Abstract

Dengue fever is caused by any of the four serotypes of dengue viruses, DENV-1, DENV-2, DENV-3 and DENV-4 spread by mosquito bites and is important to distinguish between them due to lack of cross-protective neutralizing antibodies for each serotype. Secondary infections also put individuals at higher risk for severe dengue illness than those who have not been previously infected. Current preferred assays include reverse transcription-PCR (RT-PCR) and ELISA. To enable on-field diagnosis of dengue serotypes, the detection process would need to be simplified or at least semi-automated. A downstream detection module was conceptualized and fabricated to detect the amplified DNA from the provided PCR mix (product) of previously developed modular microfluidic chips involving sample loading, cell lysis, RNA extraction and RT-PCR. Further, to ensure accuracy, each serotype assay necessitates a positive control, negative control and test sample, which constitutes 3 separate channels for the diagnosis of just 1 serotype.
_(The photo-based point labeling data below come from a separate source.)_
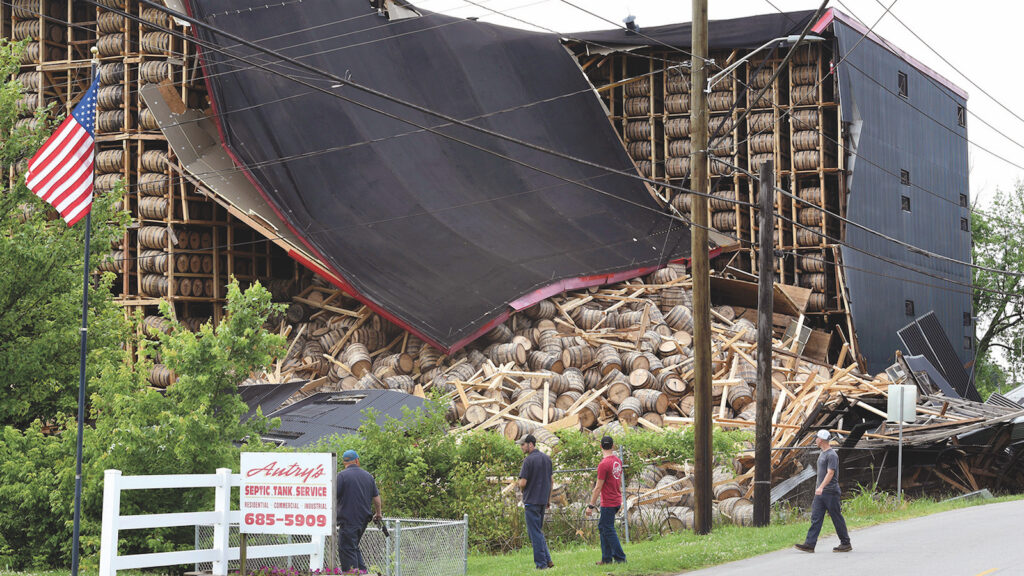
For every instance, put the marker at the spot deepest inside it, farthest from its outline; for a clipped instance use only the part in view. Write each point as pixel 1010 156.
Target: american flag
pixel 60 172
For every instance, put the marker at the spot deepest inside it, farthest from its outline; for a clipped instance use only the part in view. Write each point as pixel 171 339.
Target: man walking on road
pixel 608 487
pixel 535 480
pixel 826 498
pixel 355 491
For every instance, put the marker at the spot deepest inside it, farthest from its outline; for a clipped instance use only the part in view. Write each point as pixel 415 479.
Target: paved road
pixel 980 540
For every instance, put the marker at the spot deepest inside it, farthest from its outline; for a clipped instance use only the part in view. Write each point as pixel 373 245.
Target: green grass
pixel 678 552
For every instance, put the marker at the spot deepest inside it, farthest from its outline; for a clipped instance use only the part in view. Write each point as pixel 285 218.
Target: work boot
pixel 804 547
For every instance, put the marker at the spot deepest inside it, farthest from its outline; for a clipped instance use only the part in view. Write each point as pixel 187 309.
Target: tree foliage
pixel 41 294
pixel 998 243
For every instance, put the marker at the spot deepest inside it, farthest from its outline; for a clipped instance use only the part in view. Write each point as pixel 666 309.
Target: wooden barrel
pixel 651 401
pixel 802 95
pixel 629 411
pixel 512 352
pixel 161 376
pixel 804 120
pixel 154 285
pixel 110 23
pixel 111 45
pixel 112 73
pixel 608 360
pixel 152 183
pixel 156 42
pixel 110 121
pixel 677 127
pixel 109 161
pixel 808 238
pixel 155 18
pixel 638 107
pixel 762 142
pixel 739 396
pixel 761 123
pixel 153 208
pixel 677 104
pixel 680 149
pixel 817 301
pixel 637 130
pixel 154 72
pixel 146 120
pixel 811 216
pixel 356 357
pixel 807 74
pixel 677 167
pixel 806 139
pixel 720 101
pixel 680 318
pixel 815 282
pixel 724 220
pixel 811 263
pixel 677 83
pixel 154 237
pixel 638 87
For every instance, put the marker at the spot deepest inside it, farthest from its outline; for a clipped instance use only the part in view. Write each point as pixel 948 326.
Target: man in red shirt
pixel 608 487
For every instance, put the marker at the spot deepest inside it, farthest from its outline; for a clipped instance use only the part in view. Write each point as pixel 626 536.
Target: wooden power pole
pixel 766 288
pixel 702 454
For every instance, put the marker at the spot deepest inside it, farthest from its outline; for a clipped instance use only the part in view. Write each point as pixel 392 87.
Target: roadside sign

In this study, a 6-channel bi-assay microfluidic chip was designed with pre-loaded diluent and cyanine dye, sample chamber for loading, sequential fluidic sample mixing, and integrated membranes for simultaneous (6-channel) fluidic manipulation from a single actuation source. Positive samples will turn the dye from blue to violet while the negative controls will remain blue. The integrated membranes provided color contrast and facilitated the manipulation of the samples to the same line of sight for simultaneous analysis, paving the way for automated color analysis via smartphone.